Он схватил её за руку и покачал головой, отрицая эти слова.
- Нет, Триш, ты же не хочешь сказать, что…
Она оттолкнула его прежде, чем Примо успел закончить свою фразу.
- Мне жаль… Правда жаль, - это был первый раз, когда в её голосе отчётливо зазвенели настоящие слёзы. Триш обернулась в самый последний момент. Улыбнувшись болезненно, сквозь собственную горечь, которая топила душу в своём отчаянии, она сказала: - Загадай желание, когда я погасну… хорошо, Джотто?
Едва мужчина смог коснуться её ладони, Холмс оттолкнулась обеими руками от подоконника и выпрыгнула из окна.
Она исчезла в мерцающей серебристой дымке.

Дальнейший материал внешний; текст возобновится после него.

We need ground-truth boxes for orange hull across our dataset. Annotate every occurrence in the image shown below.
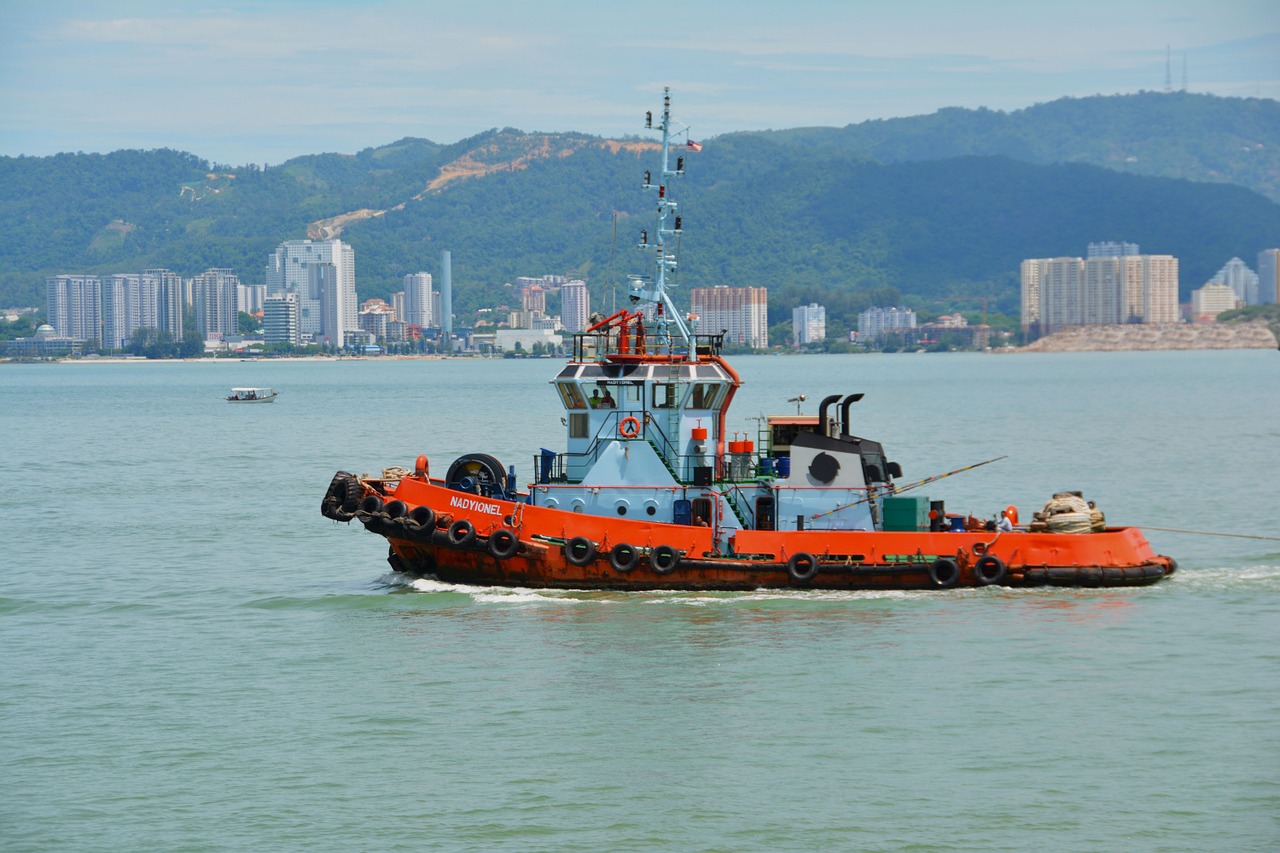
[321,476,1176,589]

Он сжал руку – ту, которой не смог удержать её – в кулак, и изо всех сил ударил по стене.
- Твою мать, Триш, - отчаянно ругнулся Джотто от собственного бессилия.

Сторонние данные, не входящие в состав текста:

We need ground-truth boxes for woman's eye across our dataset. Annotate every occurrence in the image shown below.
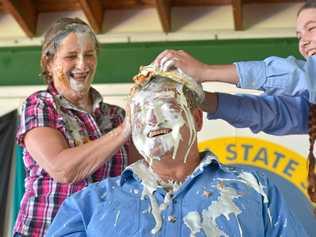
[65,55,77,59]
[85,54,94,58]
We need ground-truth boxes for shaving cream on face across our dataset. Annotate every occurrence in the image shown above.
[50,32,96,96]
[131,79,196,164]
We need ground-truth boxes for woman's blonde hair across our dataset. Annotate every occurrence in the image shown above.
[41,17,99,81]
[307,104,316,202]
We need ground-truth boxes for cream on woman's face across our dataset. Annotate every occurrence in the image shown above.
[49,32,97,97]
[131,79,196,164]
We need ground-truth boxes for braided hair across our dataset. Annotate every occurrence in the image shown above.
[307,104,316,202]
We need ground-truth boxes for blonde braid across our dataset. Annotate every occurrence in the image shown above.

Не подозревая о том, что на другом конце города, в маленькой комнатке ателье модистки Аделины, ведьма бесшумно захлёбывалась слезами, сползая вниз по стене, закрыв заплаканное лицо руками.
- Твою мать, Джотто, - всхлипнула она и сжала рубашку на груди с той стороны, где сердце разбивалось и разрывалось от боли. – Твою мать…)
========== Часть двадцать седьмая. Больше двух говорят вслух. ==========
I.
- … Папа, это больно?
- Что именно, детка? Если ты о том, как я поранил руку, то да, очень больно.
- Нет, не это… Любить – это больно?
- Никогда не перестану удивляться, как у тебя возникают такие мысли в голове. Почему ты спрашиваешь об этом, милая?
- Сколько бы книг ни читала и фильмов ни смотрела, все страдают от неё. Тогда выходит, что эта самая «любовь» не имеет смысла?
- Но ведь твоему авве не больно от того, что он любит тебя, верно?.. Хотя, на счёт другой любви не знаю.
- Почему?
- Боже мой, детка, это ведь очевидно… Потому что твой папа никогда не любил так – «по-особенному».
Триш медленно приоткрыла веки и тут же выставила ладонь перед лицом, загораживая его от ярких солнечных лучей, режущих чувствительную оболочку.
Буря снаружи уже успокоилась, а вместе с ней утихли и первые эмоции ведьмы, оставив за собой неоднозначную прострацию и опухшие красные глаза с лопнувшими капиллярами.
Не хотелось абсолютно ничего: ни есть, ни работать, ни спать, ни даже просто выходить из комнаты. Единственное, чему Холмс сейчас была бы действительно рада – крепким объятиям и ласковым утешениям Елены. Почему-то, именно в мыслях о ней ведьма находила наибольшее успокоение своему разбитому сердцу и мукам совести.
Но обратиться за помощью к ней – ничего не знавшей о том, кем на самом деле являлась колдунья и откуда та пришла – у Триш банально не хватало смелости. Да и разобраться в самой себе не помешало бы, прежде чем валить на кого-то свои проблемы и мильон терзаний души.
Жизнь продолжалась в том же сумасшедшем темпе, что и прежде – именно этот аргумент привели бы ей в качестве доказательства ненужности депрессии все знакомые (девушка не сомневалась) – вот только с этой постоянной болью в сердце, которая постепенно отягощала и порабощала душу жить становилось невыносимее в сотни раз.
Холмс медленно поднялась с пола – вчера она так и заснула у двери, не дойдя до кровати и даже не раздевшись – и подошла к письменному столу, на котором беспорядочной горкой была свалена ткань предполагаемого будущего платья, занимая почти всю его площадь.
Ведьма устало осмотрела работу, где ещё, что называется: «конь не валялся», после чего с тяжёлым вздохом отвернулась от неё и открыла форточку, дабы застоявшийся воздух в комнате сменился веянием свежего влажного ветерка.